Ну вот, потом 1 сентября 1939 года гитлеровская Германия напала на Польшу. Гитлер напал на нее с запада. А за Гитлером 17 сентября, с востока, — Сталин. Он тем оправдывался, что государство польское под ударами немцев уже распалось — так что ж не подобрать обломки? Наш историк, Вадим Силантьич, говорит, что это мародерская философия. Ну, знаешь, — мародеры?.. Это кто убитых обирает. А Сталин как раз перед этим стал союзником Гитлера — после заключенного с Германией пакта. Вернее, двух — один о ненападении, а другой, секретный, — о дружбе. Он Гитлера с днем рождения поздравлял, восхвалял всячески…

— Как же можно было с Гитлером дружить?

— Да вот так.

Степа подошел к небольшой, но ярко раскрашенной, с большим количеством маленьких государств, карте Европы, висевшей посередке стены, между двумя фотографиями — Гитлера и Сталина. Показал указкой, невесть откуда взявшейся в его руках, на Польшу, и заключил с мрачной торжественностью:

— Началась Вторая мировая война… То есть — начали ее два диктатора вместе.

— Разве вы историю XX века уже проходили? — пролепетала Женя, раздавленная Степиной эрудицией.

— Да при чем тут проходили — не проходили! Ты, Женя, прям как Дуня, — сказал Степка непонятно. — Мы же с тобой в России живем. Основное-то про историю своей страны с детского сада знать нужно.

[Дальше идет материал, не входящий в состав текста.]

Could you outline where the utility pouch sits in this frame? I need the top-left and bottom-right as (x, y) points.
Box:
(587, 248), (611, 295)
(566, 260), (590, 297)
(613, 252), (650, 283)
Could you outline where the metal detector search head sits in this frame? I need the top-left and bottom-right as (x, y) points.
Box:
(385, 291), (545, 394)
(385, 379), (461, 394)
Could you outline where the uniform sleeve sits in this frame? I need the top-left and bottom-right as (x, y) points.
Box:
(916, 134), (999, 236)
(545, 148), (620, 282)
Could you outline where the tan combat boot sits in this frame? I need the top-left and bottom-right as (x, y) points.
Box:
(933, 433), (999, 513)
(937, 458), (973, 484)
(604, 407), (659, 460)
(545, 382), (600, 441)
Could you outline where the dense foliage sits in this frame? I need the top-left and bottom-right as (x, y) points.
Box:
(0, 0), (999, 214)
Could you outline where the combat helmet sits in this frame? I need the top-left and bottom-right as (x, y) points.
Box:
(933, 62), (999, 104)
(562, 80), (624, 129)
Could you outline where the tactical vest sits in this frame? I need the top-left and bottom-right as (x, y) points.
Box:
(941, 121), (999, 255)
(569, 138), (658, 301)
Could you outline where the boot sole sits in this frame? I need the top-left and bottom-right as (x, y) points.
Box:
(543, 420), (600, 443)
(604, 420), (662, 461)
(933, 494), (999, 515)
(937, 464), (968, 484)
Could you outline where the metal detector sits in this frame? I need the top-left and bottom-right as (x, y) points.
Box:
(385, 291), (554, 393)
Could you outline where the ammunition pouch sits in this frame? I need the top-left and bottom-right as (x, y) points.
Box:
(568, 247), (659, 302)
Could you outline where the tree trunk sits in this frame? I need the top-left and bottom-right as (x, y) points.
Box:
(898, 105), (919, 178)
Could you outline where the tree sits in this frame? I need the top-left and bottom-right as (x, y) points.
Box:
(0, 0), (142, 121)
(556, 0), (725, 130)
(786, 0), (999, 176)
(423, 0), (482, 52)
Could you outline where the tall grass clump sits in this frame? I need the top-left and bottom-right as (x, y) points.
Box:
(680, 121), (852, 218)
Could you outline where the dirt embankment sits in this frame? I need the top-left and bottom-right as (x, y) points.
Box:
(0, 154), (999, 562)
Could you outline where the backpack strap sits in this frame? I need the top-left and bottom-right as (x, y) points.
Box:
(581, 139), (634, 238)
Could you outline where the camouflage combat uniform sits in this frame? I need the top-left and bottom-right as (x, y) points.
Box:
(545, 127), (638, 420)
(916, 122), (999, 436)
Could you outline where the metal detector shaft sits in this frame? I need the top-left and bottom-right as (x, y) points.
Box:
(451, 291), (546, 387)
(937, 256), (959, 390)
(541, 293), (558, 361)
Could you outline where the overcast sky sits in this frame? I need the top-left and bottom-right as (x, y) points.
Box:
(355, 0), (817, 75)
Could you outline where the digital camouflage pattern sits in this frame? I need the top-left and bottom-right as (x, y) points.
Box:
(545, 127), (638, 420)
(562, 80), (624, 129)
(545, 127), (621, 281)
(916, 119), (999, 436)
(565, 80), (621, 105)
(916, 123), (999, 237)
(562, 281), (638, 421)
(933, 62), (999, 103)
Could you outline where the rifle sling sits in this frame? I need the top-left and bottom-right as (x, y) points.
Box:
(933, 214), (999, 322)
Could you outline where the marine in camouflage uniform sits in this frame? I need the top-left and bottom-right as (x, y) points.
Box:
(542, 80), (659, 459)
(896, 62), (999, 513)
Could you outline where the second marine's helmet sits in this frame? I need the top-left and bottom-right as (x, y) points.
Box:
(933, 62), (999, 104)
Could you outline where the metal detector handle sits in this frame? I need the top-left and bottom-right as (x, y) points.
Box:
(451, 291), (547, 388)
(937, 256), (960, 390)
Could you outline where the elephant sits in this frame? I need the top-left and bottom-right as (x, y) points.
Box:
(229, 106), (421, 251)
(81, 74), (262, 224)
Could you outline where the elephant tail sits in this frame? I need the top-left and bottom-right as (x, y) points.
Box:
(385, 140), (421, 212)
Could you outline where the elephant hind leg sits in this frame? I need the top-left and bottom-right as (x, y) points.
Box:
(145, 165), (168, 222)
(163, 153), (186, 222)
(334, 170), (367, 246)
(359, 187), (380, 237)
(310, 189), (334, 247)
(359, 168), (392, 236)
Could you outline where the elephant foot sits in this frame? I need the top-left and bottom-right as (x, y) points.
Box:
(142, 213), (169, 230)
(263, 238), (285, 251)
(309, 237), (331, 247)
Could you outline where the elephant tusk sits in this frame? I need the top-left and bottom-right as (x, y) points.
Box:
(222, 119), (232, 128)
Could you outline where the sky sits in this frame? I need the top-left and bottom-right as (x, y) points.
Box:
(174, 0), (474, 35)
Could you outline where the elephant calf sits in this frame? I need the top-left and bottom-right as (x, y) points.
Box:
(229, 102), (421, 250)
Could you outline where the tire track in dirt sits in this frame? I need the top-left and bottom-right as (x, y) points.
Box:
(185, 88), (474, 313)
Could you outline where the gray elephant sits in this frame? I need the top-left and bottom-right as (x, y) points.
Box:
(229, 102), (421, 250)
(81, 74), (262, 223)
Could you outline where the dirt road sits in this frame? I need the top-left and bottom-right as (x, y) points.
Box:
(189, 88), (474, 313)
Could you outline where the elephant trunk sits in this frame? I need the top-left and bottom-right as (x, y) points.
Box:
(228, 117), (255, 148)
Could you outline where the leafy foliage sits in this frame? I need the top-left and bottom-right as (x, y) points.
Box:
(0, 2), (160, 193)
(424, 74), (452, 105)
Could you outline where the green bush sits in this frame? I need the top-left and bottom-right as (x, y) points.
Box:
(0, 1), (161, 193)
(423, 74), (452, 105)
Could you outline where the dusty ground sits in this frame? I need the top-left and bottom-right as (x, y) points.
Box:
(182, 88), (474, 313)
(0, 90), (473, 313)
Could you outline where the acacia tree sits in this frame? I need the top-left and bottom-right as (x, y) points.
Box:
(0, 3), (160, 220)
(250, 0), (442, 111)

Женя подавленно молчала. Вообще-то она со Степой была согласна. И ей даже казалось, что они с ним давным-давно знакомы и настроены, что называется, на одну волну. Но уж очень отточенные, какие-то взрослые были его слова.

И Степан напомнил вдруг Жене ее отца. Только он, пожалуй, умеет вот так все отчетливо формулировать в любом разговоре. И сразу же мысли ее улетели из Степиного дома в совсем другую сторону — в неведомую Мексику, где ее папа, она точно знала, сердился на свою непутевую дочку, беспокоился и недоумевал.